Jawad Bendaoud interné en psychiatrie ? L’intéressé dément

Jawad Bendaoud, longtemps surnommé "le logeur de Daesh", aurait brièvement été interné mercredi 13 juin pour une crise de démence.

Jawad Bendaoud lors de l’interview qui l’a rendu célèbre, en 2015.(© BFM TV)

Mercredi 13 juin, Jawad Bendaoud aurait été interné en hôpital psychiatrique, selon une information de BFM TV confirmée par France Info. Le jeune homme aurait été pris d’une crise de démence alors qu’il se trouvait au domicile de ses parents, à Saint-Denis.

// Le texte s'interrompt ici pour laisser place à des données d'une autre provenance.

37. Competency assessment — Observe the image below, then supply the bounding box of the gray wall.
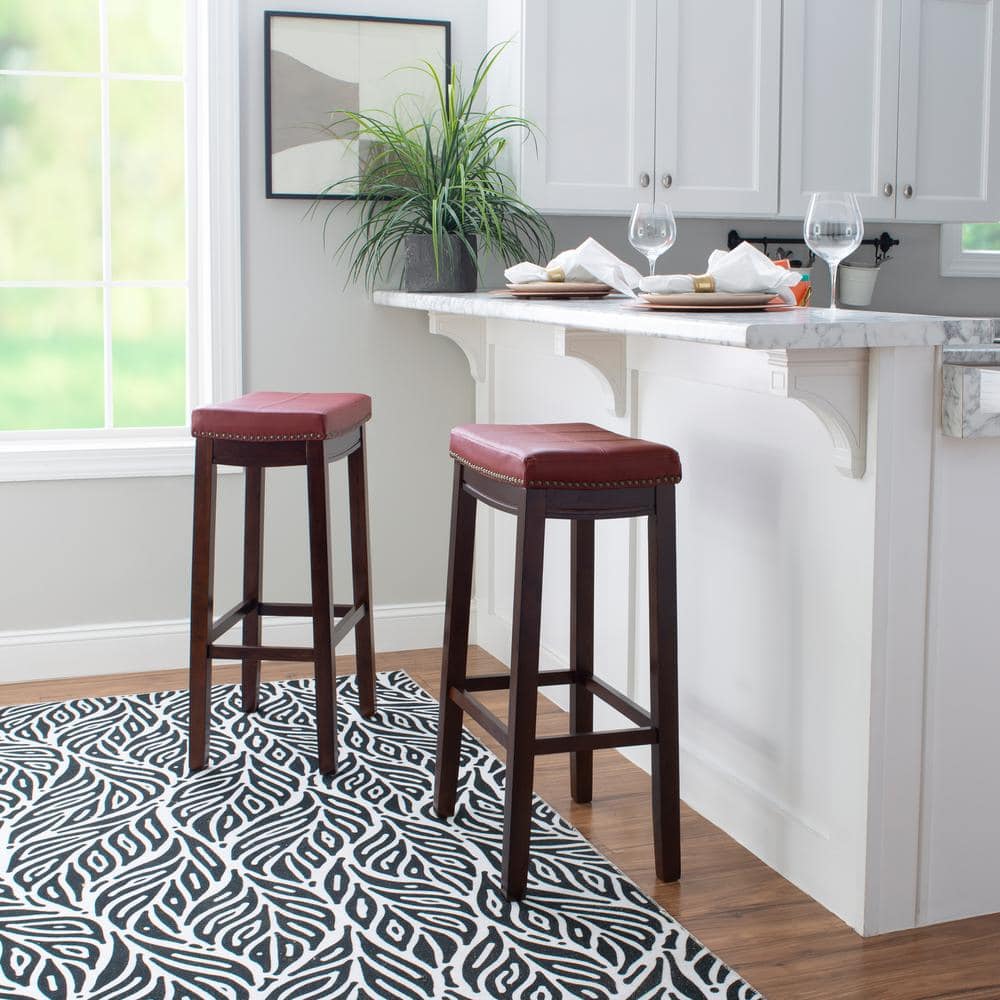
[0,0,486,636]
[550,217,1000,316]
[0,0,1000,631]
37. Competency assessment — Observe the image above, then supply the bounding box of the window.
[0,0,239,479]
[941,222,1000,277]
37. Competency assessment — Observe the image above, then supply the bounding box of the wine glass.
[803,191,865,311]
[628,201,677,275]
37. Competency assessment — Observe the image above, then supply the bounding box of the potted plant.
[324,46,554,292]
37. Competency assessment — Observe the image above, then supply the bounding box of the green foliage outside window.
[962,222,1000,250]
[0,0,187,431]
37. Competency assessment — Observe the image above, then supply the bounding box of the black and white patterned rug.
[0,672,760,1000]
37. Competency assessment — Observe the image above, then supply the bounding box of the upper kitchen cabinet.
[656,0,781,216]
[896,0,1000,222]
[507,0,656,213]
[489,0,781,216]
[781,0,1000,222]
[781,0,900,219]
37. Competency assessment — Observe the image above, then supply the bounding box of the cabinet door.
[521,0,656,215]
[781,0,900,219]
[656,0,781,216]
[896,0,1000,222]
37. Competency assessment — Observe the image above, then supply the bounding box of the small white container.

Ses parents auraient appelé les secours après qu’il a commencé à dégrader leur appartement. Il aurait ensuite été conduit à l’hôpital, où il aurait été interné avant de ressortir quelques heures plus tard et d’être ramené chez lui par son père. Aucune plainte n’aurait été déposée à son encontre.

"Bande de sales menteurs"

De son côté, Jawad Bendaoud a posté plusieurs messages sur le réseau social Snapchat. Selon lui, l’information serait fausse et ce serait son voisin qui aurait appelé la police après avoir entendu du bruit dans l’appartement où il se trouvait :

"Bande de gros fils de pute de journalistes c’est pas ma famille qui a appelé la police c’est un voisin bande de grosses merdes. Je suis pas en psychiatrie bande de sales menteurs de merde, vous ne cherchez qu’à faire de l’argent sur mon dos bande de grosse salopes."

Et d’ajouter :

© Capture d’écran Snapchat

Le 12 avril dernier, celui que Slate surnommait "le bouffon dont la France avait besoin" déclarait à Libération : "elle est foutue ma vie". Le jeune homme de 31 ans, au casier judiciaire déjà très rempli, a eu beau avoir tenté de se faire discret depuis sa relaxe en février dernier dans le procès des attentats du 13 novembre, où il était sûr "à 80 %" d’être "condamné", attire encore une fois l’attention.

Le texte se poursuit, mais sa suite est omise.